As Manoj Mansukhani, Director – Marketing at AstaGuru, frames it, the selection brings together some of the most compelling works to surface on the market in recent years. Beyond rarity and provenance, he notes, these pieces carry stories of artistic innovation, cultural change, personal conviction, and historical legacy - a catalogue assembled to honour both celebrated masterpieces and the quieter works that illuminate Indian art's lesser-known chapters, much in the spirit of earlier sales of rare works by India's modernist icons.
The Standout Lots Worth Watching
Alongside the cover lot, several pieces stand out as the kind of rare works by iconic artists that have defined AstaGuru's most celebrated Indian-art sales:
- Lot No. 33 — M.F. Husain, Savani | Des (Diptych), c. 1960. From a pivotal moment when Husain grew absorbed in the emotional and symbolic depth of Indian classical traditions, this diptych draws on the ragas Savani and Des, translating music into image through colour, rhythm, and movement. It is Husain at his most synthesising — Indian aesthetics fused seamlessly with modernist expression.
- Lot No. 9 — Ganesh Pyne, The Conversation, 1977. A defining example of Pyne's poetic ambiguity and psychological depth. In the enigmatic meeting of a skeletal woodcutter and a white bird, the work contemplates mortality, memory, and redemption, transforming the artist's private mythology into something universal.
- Lot No. 46 — Rameshwar Broota, Scripted in Time II, 1995. Part of Broota's celebrated 'Man' series, executed through his signature technique of layering and scraping paint to probe time, mortality, and human existence beyond the markers of identity and history.
- Lot No. 16 — Dhanraj Bhagat, Standing Figure, 1955. A sculptural turning point, capturing Bhagat's move from academic realism toward a distilled, modern vocabulary.
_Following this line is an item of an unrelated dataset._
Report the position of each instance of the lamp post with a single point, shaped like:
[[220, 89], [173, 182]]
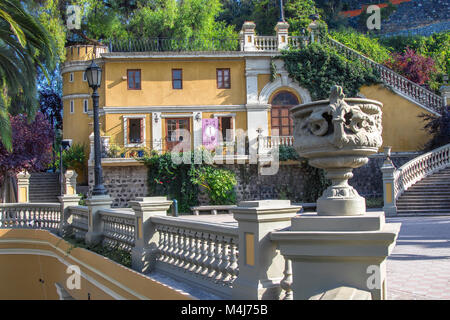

The elongated female form — all rhythmic contour and lyrical balance — distils his lifelong dialogue with form, movement, and materiality.
- Lot No. 29 — K.G. Subramanyan, Figures With Mystical Birds (Diptych). Folk tradition, mythology, and modernist experiment converge here in a single, deeply personal idiom. Animated by birds, figures, and organic forms, it embodies the playful intelligence and layered symbolism that define his oeuvre.
- Lot No. 5 — Hemendranath Mazumdar, Saaqi. A showcase of Mazumdar's mastery of academic realism and his nuanced treatment of the female figure. Drawing on Persian literary tradition, the painting rises above conventional genre imagery through its introspection, luminous light, and refined technique — a reminder of why early modern Indian art retains such a devoted collector base.
How to Participate
Collectors' Choice runs online on 22–23 June 2026. Collectors and enthusiasts can explore the full catalogue and register to bid at AstaGuru's official website, www.astaguru.com. For first-time bidders, it helps to understand how the business of luxury auction houses works before raising a paddle.
In a season crowded with sales, this one offers something rarer than mere acquisition: the chance to own a piece of a story — a prince's defiance, a master's brush, and a century of Indian art rendered in a single curated breath. For the seasoned buyer, it is also a reminder of how completely fine art has matured into an asset class, one in which the wealthy increasingly leverage their art collections and India's modern masters sit comfortably among the timeless masters worth celebrating and collecting.